In addition to picture framing, The Great Frame Up on Lake Street has now started doing art exhibits. "Recent Works by Dawn Ferencak" is the first show, scheduled to run until July 15.
Ferencak is particularly drawn to the nude female form. Though this show doesn't include any of the sculptural work she's done in the past, it does reflect her continued interest in sculpture. This is particularly pronounced in her charcoal drawings. The exaggerated shadowing, dark, heavy outlines and exaggerated curves make the figures feel very heavy, even statuesque.

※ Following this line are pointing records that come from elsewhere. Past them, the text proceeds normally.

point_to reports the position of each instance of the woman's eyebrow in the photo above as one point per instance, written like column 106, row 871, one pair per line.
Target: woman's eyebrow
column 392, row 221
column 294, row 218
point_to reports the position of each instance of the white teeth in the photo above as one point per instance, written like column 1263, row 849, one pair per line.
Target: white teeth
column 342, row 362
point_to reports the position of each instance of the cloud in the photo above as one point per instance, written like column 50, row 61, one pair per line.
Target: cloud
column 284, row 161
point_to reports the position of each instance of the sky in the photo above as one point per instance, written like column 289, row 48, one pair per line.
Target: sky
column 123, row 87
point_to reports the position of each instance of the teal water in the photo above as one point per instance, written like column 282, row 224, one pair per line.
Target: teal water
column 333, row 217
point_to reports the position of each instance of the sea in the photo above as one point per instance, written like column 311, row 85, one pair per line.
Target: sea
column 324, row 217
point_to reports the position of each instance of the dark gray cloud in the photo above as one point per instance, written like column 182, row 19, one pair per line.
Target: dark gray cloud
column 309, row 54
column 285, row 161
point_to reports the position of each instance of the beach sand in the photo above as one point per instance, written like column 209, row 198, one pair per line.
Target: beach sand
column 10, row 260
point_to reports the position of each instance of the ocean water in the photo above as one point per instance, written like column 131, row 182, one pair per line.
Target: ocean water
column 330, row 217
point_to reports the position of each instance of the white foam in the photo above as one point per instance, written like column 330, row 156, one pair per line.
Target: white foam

Nevertheless, what's particularly striking is the strong sense of motion, apparent even in the two drawings in which the nude female figures are lying on a bed. It comes out in the odd twists of the body, and the smudging that seems to represent active life forces.
In the piece where the woman is shown in dance, the sense of fast motion and twirling is dizzying. The motion lines follow the curves of the body so perfectly that they almost seem to be an extension of her physicality.
While a strong sense of sexuality is apparent in the size of the hips and breasts, the picture seems to rise above the merely carnal and into spiritual realms. The contrast between the highly sculptural form and the strong sense of motion brings to mind the biblical account of the Garden of Eden. Humans were but mud and clay, until God breathed life into our bodies. It's as if Ferencak is giving us Eve at that very moment she rose up out of the clay to discover she was alive. The sexuality of the drawing is subsumed or transformed into an unselfconscious joy in being alive and in motion.
This interest in the nude female form is reflected in Ferencak's smaller prints as well. In some of the prints, it's fairly easy to pick out the limbs and the breasts. But the more interesting prints are the ones that look at first glance like random lines set on a page. A skeptic might even be tempted to question their legitimacy as art. But on closer inspection, one sees a variety of versions of the female body embedded in these lines, like an inkblot test. Taken individually, perhaps they wouldn't be as interesting. But the experience of thumbing through these 20 or 30 different versions is fascinating, and gives a whole new sense of the infinite potential of line to merge with form.
"Recent Works by Dawn Ferencak" is on exhibit at The Great Frame Up, 705 Lake St., until July 15. Gallery hours are Monday, Wednesday, Friday and Saturday from 10 a.m. to 6 p.m.; Tuesday and Thursday from 10 a.m. to 8 p.m., and Sunday from noon to 4 p.m.